Miss Froy is described as "middle-aged," though Whitty was 73 years old when she played her, and looks every inch of prim elderly Englander. She disappears after Iris falls asleep, and to her consternation no one else onboard claims to remember seeing her. Enlisting the aid of Gilbert (Michael Redgrave, in his star-making role), a puckish musicologist with whom she had sparred at their hotel, Iris sets off on a quest to prove she's not crazy, and that Miss Froy has been abducted, or worse.

Helpfully arriving to provide illumination is a physician of dubious European origin named Dr. Hartz, played by Paul Lukas, who usually plays the good guy and appears to be wearing quite obvious makeup to accent/lengthen his eyebrows. He tells Iris her memory of Miss Froy is an injury-induced psychosis. Later, when evidence mounts to prove her existence, a doppelganger wearing the exact same clothing Iris described Miss Froy as wearing is produced.

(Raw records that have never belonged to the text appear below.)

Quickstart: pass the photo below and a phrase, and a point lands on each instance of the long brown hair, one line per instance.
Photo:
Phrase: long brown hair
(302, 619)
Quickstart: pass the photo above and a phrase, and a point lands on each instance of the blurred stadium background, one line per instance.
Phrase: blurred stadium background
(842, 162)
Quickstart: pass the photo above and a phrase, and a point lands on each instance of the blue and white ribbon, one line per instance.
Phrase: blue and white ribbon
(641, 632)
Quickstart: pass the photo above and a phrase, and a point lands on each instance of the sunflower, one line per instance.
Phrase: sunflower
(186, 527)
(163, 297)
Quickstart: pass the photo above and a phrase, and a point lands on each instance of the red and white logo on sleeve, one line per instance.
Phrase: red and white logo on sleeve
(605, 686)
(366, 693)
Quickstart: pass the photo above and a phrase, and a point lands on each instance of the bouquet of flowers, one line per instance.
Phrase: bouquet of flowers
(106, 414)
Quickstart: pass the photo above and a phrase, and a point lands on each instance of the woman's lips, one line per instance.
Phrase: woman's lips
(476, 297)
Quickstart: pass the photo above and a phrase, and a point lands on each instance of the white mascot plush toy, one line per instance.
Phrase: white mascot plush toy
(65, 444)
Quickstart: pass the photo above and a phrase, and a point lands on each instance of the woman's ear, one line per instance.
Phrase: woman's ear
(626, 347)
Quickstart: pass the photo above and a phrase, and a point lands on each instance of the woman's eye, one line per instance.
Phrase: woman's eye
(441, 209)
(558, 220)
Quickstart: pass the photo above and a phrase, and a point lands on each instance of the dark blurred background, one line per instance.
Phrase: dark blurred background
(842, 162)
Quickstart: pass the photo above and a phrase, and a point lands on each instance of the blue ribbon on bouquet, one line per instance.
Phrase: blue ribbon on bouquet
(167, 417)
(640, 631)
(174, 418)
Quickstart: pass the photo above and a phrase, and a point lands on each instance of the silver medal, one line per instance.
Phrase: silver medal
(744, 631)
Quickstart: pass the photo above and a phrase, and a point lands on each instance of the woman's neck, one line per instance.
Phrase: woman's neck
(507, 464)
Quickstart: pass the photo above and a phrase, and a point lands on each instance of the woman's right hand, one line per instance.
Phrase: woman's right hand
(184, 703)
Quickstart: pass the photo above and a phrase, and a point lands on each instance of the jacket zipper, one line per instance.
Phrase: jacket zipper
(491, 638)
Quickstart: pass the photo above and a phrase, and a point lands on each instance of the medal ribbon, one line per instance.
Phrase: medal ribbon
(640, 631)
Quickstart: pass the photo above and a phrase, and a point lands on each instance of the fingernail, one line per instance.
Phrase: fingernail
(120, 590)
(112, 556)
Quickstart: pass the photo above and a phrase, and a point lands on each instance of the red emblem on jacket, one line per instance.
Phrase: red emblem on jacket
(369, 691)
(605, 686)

Needless to say, this being a Hitchcock movie, the revelation of foul play is inevitable. This builds to such moments as a fistfight with a buffoonish Italian magician using his props as a backdrop, Gilbert climbing along the outside of the train from one window to the next, and a faux nun given away by her stylish high-heeled shoes.

Ostensibly, the story is about the search for Miss Froy, and to find out why seemingly everyone on the train is in on the conspiracy to discredit her existence. Really, though, it's a setup for Iris and Gilbert to fall in love, in that classic I-hate-you-until-the-moment-I-realize-you-are-the-one formula.

Sexually the film is rather frisky for its era. We see Iris and her pals in a considerably disrobed state, and Gilbert is wont to make teasing statements about their relationship, at one point marching into her room and asking which side of the bed she prefers. He even gives her a cheeky slap on the rump, though the actual moment of contact between palm and derriere happens carefully just out of frame.

Also showing up is Cecil Parker as Todhunter, a wealthy barrister who is traveling with his mistress and weighing whether a divorce would impinge his changes of obtaining a judgeship. Needless to say, he's the fellow whose spine shows yellow when the going gets tough.

Providing the comic relief are Basil Radford and Naunton Wayne as Charters and Caldicott, a pair of unctuous British gents whose sole purpose in life appears to be returning to England in time to catch the cricket tournament. It's a twinkly pairing, men who take such seriousness in spectacularly unimportant things, and they act as a sort of self-parody of everything English. They were so popular they would go on to appear together in three more movies.

"The Lady Vanishes" was a huge hit commercially and critically, and indeed it was the success of this film -- after a string of moribund pictures -- that convinced David O. Selznick he ought to bring Hitchcock across the pond to make American movies. For me, it remains one of his weaker efforts, a bit of light, frothy tosh on the way to grander and grimmer things.